There are eccentric persons everywhere; but only in Germany exist entire groups of aristocratic, learned, and religious men who make war upon the people their business. Aristocrats who take the field against capital, professors who teach that the road to wealth leads to prison, bishops who conspire with demagogues, are to be found only in Germany. First one and then another of these groups wish to make experimentum in anima vili with the people. Its pains give them no care—nay, in some cases secret joy; all are deluded by the idea that they can abuse it without imperilling their own safety.... The nation, as a whole, does not feel responsible for its own support. It still believes that the supreme power, reposing upon itself, would take care to preserve order. For this reason it does not permit any interference with attacks against itself,[[93]] and sometimes takes pleasure in joining in the sport.

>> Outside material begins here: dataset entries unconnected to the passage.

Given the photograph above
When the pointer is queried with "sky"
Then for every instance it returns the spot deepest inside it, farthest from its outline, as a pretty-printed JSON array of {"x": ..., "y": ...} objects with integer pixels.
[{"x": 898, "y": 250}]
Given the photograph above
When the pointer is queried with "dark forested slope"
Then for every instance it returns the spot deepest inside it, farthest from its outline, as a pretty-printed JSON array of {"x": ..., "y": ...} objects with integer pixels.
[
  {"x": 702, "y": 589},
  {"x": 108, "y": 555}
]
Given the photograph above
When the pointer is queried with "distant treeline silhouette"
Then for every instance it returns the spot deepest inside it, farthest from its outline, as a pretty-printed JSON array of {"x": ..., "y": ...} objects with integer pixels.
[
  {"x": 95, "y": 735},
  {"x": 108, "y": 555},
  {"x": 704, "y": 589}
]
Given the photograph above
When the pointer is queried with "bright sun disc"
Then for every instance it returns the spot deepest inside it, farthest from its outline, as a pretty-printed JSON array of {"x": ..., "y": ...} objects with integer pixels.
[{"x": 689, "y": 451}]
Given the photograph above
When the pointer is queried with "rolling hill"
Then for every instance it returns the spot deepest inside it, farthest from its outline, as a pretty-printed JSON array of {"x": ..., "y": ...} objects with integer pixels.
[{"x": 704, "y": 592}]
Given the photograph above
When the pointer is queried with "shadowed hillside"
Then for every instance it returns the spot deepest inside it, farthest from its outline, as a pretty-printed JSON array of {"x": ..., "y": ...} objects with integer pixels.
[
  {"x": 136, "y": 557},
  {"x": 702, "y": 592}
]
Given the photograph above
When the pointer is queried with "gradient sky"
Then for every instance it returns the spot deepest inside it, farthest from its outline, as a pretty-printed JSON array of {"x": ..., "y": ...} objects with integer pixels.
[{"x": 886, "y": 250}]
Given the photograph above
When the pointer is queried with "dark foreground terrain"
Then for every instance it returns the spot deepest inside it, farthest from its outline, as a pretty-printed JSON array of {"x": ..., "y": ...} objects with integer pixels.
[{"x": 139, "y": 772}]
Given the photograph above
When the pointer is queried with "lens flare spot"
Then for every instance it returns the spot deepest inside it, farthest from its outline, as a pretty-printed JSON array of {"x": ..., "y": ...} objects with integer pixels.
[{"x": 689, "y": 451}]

The ruling class is scarcely wiser. Its nerves are somewhat more susceptible; but as for a true insight into the state of affairs it is as much in the dark as the governed. It suspects, in small degree, the extreme danger that threatens, but it is at sea concerning the origin and nature of the danger. If alarmed by a fresh incident, it thinks that more stringent laws are all that is needed,[[94]] or the revival of a buried belief.

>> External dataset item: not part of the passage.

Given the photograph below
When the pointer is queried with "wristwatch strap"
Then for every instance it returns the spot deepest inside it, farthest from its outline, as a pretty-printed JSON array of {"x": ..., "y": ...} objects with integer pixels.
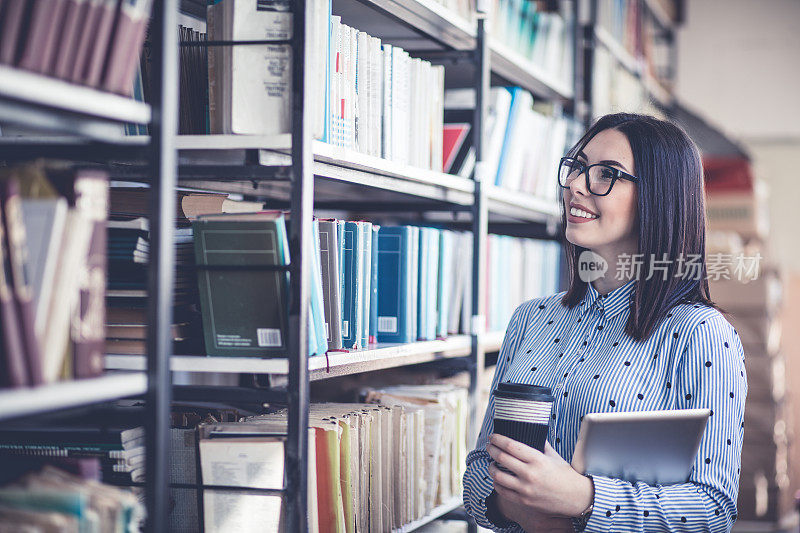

It is an error to measure Germany by English or French ideas. Here immature conditions have penetrated over-ripe ideals. The lesson of the war of classes has, with us, fallen on a soil which for pernicious growth is better adapted than that of any country in the world, Russia excepted. The conjunction of our strongly-developed intellectual life with our crude and immature political and social systems has generated an atmosphere in which the poisoned germs of these seeds yielded fruit with unparalleled rapidity and plenty.